Major Japanese insurer
Tokio Marine Holdings is now sourcing around half of its net profits from overseas markets after several years of intensified foreign expansion efforts, as Japanese population decline weakens the country’s insurance sector.
The composite insurance company earned ¥273.8 billion (US$2.5 billion) for the year ended March 31, 2017. Around 50% of that came from its overseas operations, which Tokio Marine grew over the past decade. Beginning 2008, it acquired UK-based insurer Kiln and US-based firms Philadelphia Consolidated Holding, Delphi Financial Group, and HCC Insurance Holdings.
These overseas acquisitions have opened new opportunities for the group, said Tokio Marine president Tsuyoshi Nagano.
“It would be impossible for a Japanese company to propose insurance against risks involved in foreign mergers and acquisitions, or for possible damage claims against corporate directors overseas,” he told Nikkei. “But HCC provides these policies and more.”
Nagano added that Tokio Marine picks its partners by looking at their business plans for the coming decade, as well as “careful analysis of future prospects and other factors.”

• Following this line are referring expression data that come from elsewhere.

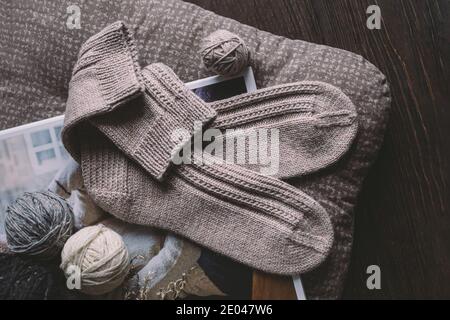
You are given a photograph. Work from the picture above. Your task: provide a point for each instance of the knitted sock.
(249, 217)
(315, 123)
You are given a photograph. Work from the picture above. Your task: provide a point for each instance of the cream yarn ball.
(224, 53)
(101, 257)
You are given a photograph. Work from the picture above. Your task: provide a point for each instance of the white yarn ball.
(101, 257)
(224, 53)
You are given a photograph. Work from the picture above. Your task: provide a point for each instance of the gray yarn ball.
(38, 224)
(224, 53)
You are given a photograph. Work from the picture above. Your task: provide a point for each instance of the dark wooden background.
(403, 218)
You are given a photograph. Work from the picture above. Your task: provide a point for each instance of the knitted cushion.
(39, 51)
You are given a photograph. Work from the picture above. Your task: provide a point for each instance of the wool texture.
(162, 265)
(231, 204)
(23, 278)
(38, 224)
(100, 256)
(224, 53)
(275, 60)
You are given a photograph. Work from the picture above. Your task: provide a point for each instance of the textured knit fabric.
(39, 53)
(162, 265)
(229, 205)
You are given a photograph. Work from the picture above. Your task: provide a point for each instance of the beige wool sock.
(118, 123)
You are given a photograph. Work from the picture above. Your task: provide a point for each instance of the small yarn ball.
(38, 224)
(22, 278)
(224, 53)
(100, 257)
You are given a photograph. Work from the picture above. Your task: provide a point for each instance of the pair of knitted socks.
(119, 125)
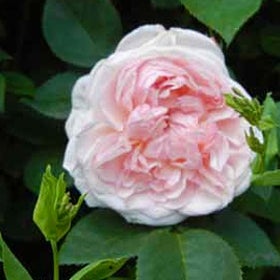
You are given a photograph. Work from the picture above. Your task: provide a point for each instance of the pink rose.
(150, 135)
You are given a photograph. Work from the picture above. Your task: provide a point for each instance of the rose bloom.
(150, 135)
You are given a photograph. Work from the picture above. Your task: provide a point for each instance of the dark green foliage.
(44, 47)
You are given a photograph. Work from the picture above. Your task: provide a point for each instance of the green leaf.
(4, 56)
(162, 257)
(250, 109)
(221, 16)
(4, 198)
(268, 178)
(19, 84)
(271, 141)
(270, 40)
(254, 204)
(102, 235)
(53, 211)
(35, 167)
(2, 93)
(13, 269)
(191, 255)
(99, 270)
(81, 32)
(166, 4)
(53, 99)
(249, 241)
(162, 254)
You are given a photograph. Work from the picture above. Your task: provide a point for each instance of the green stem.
(55, 260)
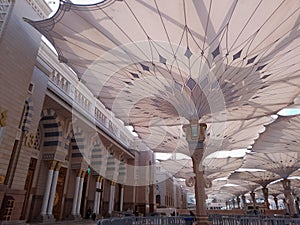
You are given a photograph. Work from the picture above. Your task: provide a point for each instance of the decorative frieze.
(40, 7)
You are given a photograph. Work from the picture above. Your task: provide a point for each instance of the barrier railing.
(151, 220)
(186, 220)
(251, 220)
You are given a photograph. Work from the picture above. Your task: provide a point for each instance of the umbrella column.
(252, 194)
(244, 201)
(289, 197)
(195, 136)
(266, 196)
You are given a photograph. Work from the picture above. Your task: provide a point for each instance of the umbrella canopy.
(262, 178)
(158, 65)
(283, 164)
(282, 135)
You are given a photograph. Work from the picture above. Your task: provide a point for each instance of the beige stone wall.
(19, 44)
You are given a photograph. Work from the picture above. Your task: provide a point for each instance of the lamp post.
(195, 136)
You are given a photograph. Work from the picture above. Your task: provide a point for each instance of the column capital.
(83, 173)
(195, 136)
(79, 172)
(286, 183)
(52, 164)
(99, 179)
(58, 166)
(195, 131)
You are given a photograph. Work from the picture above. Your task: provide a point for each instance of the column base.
(15, 222)
(45, 218)
(75, 217)
(202, 220)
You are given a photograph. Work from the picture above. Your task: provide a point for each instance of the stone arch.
(28, 114)
(99, 158)
(51, 134)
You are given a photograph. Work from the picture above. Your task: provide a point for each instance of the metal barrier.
(151, 220)
(185, 220)
(251, 220)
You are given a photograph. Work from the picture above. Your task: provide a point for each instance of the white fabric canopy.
(282, 135)
(157, 65)
(283, 164)
(262, 178)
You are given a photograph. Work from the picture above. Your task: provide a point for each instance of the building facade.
(62, 153)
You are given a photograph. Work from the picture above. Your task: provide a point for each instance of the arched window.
(5, 6)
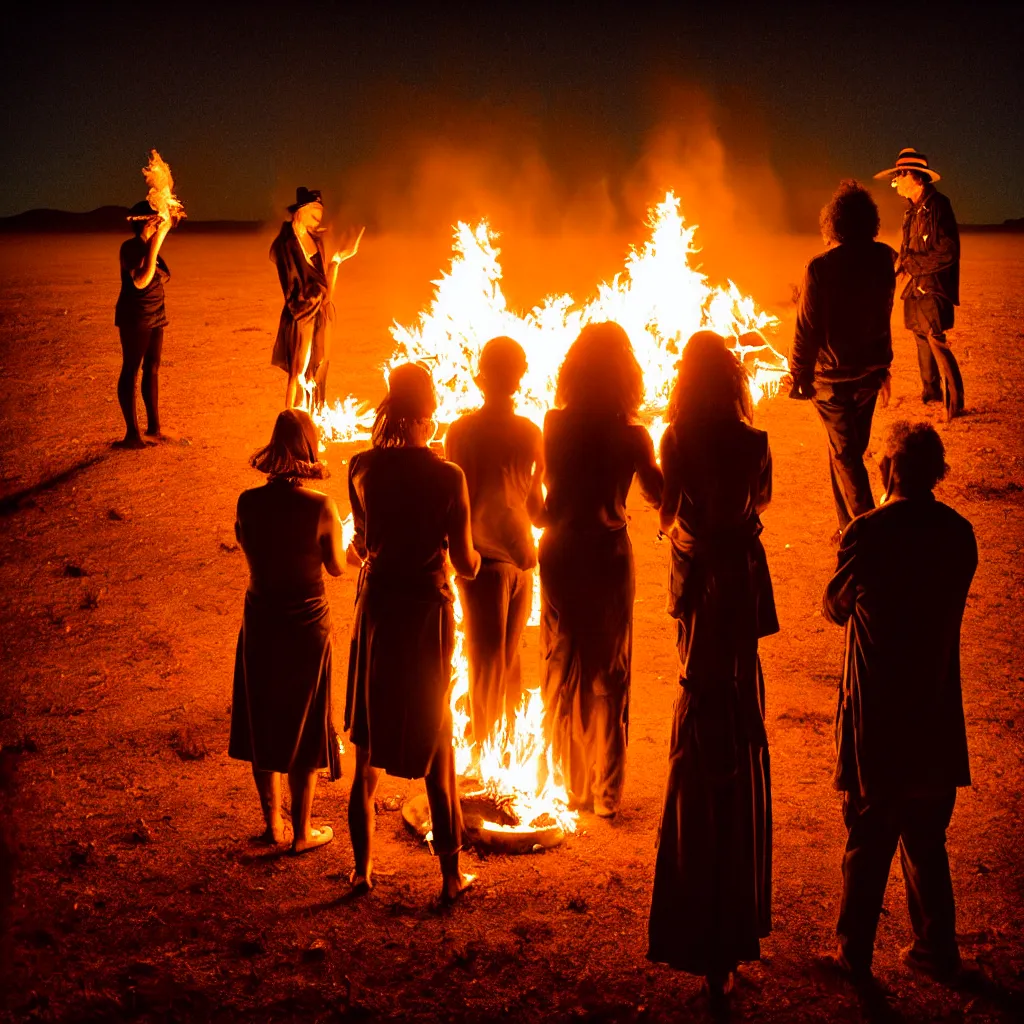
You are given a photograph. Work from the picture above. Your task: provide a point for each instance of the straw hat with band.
(910, 160)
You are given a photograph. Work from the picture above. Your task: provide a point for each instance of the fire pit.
(491, 822)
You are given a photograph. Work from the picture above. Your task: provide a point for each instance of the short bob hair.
(600, 373)
(503, 363)
(292, 454)
(411, 396)
(851, 214)
(712, 385)
(916, 457)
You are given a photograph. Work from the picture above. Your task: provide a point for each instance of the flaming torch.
(161, 195)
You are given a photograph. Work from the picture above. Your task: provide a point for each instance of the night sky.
(247, 103)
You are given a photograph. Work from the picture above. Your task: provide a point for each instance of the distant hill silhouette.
(107, 219)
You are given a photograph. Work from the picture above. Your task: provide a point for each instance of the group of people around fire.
(900, 586)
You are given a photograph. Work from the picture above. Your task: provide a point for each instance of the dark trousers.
(442, 796)
(939, 367)
(846, 411)
(918, 825)
(140, 346)
(497, 606)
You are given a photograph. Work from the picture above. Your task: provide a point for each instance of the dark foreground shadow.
(12, 503)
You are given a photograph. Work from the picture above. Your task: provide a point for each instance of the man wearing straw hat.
(929, 257)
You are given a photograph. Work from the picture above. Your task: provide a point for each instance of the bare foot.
(316, 838)
(271, 836)
(132, 441)
(453, 886)
(361, 883)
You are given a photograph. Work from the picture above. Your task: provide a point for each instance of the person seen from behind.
(411, 513)
(281, 709)
(712, 899)
(503, 459)
(900, 589)
(842, 348)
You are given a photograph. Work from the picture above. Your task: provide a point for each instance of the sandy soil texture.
(134, 890)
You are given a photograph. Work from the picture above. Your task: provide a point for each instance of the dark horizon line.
(113, 218)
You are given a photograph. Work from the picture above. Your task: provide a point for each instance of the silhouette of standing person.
(503, 459)
(140, 318)
(900, 589)
(410, 507)
(929, 257)
(843, 345)
(281, 708)
(301, 347)
(712, 898)
(593, 448)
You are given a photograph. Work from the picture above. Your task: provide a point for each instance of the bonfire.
(660, 298)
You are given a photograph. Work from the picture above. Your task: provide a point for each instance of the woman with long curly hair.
(281, 709)
(410, 508)
(593, 448)
(711, 904)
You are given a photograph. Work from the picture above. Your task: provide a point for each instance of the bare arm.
(330, 538)
(465, 557)
(535, 500)
(142, 275)
(651, 480)
(673, 482)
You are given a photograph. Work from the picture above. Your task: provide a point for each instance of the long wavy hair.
(410, 396)
(600, 373)
(712, 384)
(292, 454)
(850, 215)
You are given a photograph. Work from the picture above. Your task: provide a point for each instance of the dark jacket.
(930, 251)
(304, 286)
(843, 324)
(903, 576)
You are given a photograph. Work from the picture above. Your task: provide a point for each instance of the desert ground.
(133, 890)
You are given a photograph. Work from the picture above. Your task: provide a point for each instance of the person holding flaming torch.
(307, 282)
(139, 314)
(409, 507)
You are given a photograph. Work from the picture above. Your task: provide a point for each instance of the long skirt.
(281, 706)
(399, 674)
(587, 591)
(712, 899)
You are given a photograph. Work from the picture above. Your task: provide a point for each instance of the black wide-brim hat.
(303, 197)
(910, 160)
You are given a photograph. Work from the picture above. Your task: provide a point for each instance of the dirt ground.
(136, 893)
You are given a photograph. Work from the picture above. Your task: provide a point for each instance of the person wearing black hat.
(307, 283)
(140, 318)
(929, 257)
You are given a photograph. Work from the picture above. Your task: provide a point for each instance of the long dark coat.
(900, 589)
(304, 286)
(712, 897)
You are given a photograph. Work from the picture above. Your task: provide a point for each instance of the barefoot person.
(593, 448)
(140, 318)
(307, 282)
(711, 904)
(929, 258)
(409, 507)
(842, 348)
(503, 459)
(900, 589)
(281, 709)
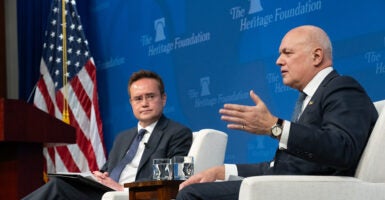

Other insurers in Japan are looking to follow Tokio Marine’s lead. MS&AD Insurance Group Holdings announced last week that it would pay US$396 million for a stake of approximately 6.3% in Challenger, a leading provider of individual annuity insurance. MS&AD derived 16% of its earnings in fiscal year 2016 from abroad, and it is aiming to increase it to half in the next few years.
In March,
Sompo Holdings acquired American insurer Endurance Specialty Holdings for about US$6.3 billion. It created a holding company with managers that specialise in overseas expansion to guide the growth of its operations outside Japan.
As their home market shrinks due to population decline, insurers look towards emerging markets, with mostly young and growing populations.
“We're looking at markets such as Indonesia, Thailand, Malaysia, the Philippines and India – India in particular,” Nagano said.